Une nouvelle étude montre que la conversion aux véhicules électriques ne permettra pas à elle seule d'atteindre les objectifs climatiques, Université de Toronto, 28 sept 2020
« La proportion totale de VE sur les routes américaines est actuellement d’environ 0,3 %. Il est vrai que les ventes augmentent rapidement, mais même les projections les plus optimistes suggèrent que d’ici 2050, la flotte américaine ne comptera pas plus que 50 % de VE. » Alexandre Milovanoff
« Nous devons repenser nos comportements, la conception de nos villes et même certains aspects de notre culture. Tout le monde doit en assumer la responsabilité. » Heather L. MacLean
« Il pourrait s’agir d’investissements massifs dans les transports publics - métros, trains de banlieue, bus - ainsi que de la reconfiguration des villes pour permettre d’effectuer davantage de déplacements en mode actif, comme le vélo ou la marche. Ils pourraient également inclure des stratégies telles que le télétravail. » Université de Toronto Lire en anglais
Les voitures électriques et les batteries de stockage d'énergie à grande échelle ne se concrétiseront probablement pas, Alice Friedemann, Sept 21, 2020
La transition énergétique n'est ni écologique ni soutenable:
« Des métaux et des minerais, dont le cobalt, le cuivre, le lithium, le cadmium et des terres rares (TR), seront nécessaires pour des technologies telles que le solaire photovoltaïque, les batteries, les moteurs de véhicules électriques (VE), les éoliennes, les piles à combustible et les réacteurs nucléaires.
(…) Entre 2015 et 2050, le stock mondial de VE doit passer de 1,2 million de voitures particulières à 965 millions de voitures, la capacité de stockage des batteries doit passer de 0,5 gigawatt-heure (GWh) à 12 380 GWh, et la capacité photovoltaïque solaire installée doit passer de 223 GW à plus de 7100 GW (3). La quantité de matériaux et de métaux demandés par une économie à faible émission de carbone sera immense (UN 2019). Une évaluation récente a conclu que la demande prévue pour 14 métaux - tels que le cuivre, le cobalt, le nickel et le lithium - essentiels à la fabrication d'énergie renouvelable, de VE, de piles à combustible et de technologies de stockage, augmentera considérablement au cours des prochaines décennies (Dominish 2019). Une autre étude a prévu une augmentation de la demande de matériaux entre 2015 et 2060 de 87 000 % pour les batteries des VE, de 1 000 % pour l'énergie éolienne et de 3 000 % pour les cellules solaires et le photovoltaïque. Bien qu'il ne s'agisse que de projections et qu'elles soient sujettes à l'incertitude, la Banque mondiale a déclaré de manière concise que “la transition vers une énergie propre sera fortement intensive en minéraux”.
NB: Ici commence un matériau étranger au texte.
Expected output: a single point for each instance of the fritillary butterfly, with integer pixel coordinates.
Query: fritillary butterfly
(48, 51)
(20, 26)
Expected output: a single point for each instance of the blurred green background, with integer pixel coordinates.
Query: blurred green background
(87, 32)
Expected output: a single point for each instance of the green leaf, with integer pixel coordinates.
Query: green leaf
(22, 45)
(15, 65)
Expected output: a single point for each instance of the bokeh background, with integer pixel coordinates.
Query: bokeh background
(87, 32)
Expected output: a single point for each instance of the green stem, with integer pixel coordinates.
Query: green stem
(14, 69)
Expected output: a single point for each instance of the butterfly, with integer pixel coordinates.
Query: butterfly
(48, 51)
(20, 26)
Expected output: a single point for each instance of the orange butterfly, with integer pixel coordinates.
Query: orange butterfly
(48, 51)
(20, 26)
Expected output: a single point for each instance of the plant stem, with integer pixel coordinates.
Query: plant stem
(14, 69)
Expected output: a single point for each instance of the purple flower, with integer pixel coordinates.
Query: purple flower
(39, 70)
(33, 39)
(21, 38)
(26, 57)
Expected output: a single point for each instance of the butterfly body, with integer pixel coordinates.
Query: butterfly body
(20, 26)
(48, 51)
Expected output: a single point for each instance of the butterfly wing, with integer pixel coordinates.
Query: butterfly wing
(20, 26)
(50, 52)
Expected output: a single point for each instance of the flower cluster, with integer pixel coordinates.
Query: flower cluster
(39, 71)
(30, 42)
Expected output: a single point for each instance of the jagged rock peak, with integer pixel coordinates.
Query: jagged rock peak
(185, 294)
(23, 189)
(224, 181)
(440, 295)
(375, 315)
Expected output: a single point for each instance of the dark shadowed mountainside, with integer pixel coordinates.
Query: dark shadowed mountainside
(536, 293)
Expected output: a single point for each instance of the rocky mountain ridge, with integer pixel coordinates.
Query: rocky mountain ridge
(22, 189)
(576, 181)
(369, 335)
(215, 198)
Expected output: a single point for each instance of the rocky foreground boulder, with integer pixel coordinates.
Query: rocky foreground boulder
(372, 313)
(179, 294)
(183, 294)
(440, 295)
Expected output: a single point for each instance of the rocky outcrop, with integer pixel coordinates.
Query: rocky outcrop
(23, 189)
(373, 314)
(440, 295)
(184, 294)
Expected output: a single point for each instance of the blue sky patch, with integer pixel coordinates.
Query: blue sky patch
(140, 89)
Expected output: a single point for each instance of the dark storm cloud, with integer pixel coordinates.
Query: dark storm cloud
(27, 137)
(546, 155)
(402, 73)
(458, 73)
(…) De nombreux minerais et métaux nécessaires aux technologies bas-carbone sont considérés comme des “matières premières critiques” ou des “éléments technologiquement critiques”, des termes destinés à rendre compte du fait qu'ils sont non seulement d'une importance stratégique ou économique, mais aussi plus exposés à un risque de pénurie d'approvisionnement ou de volatilité des prix (CE 2017).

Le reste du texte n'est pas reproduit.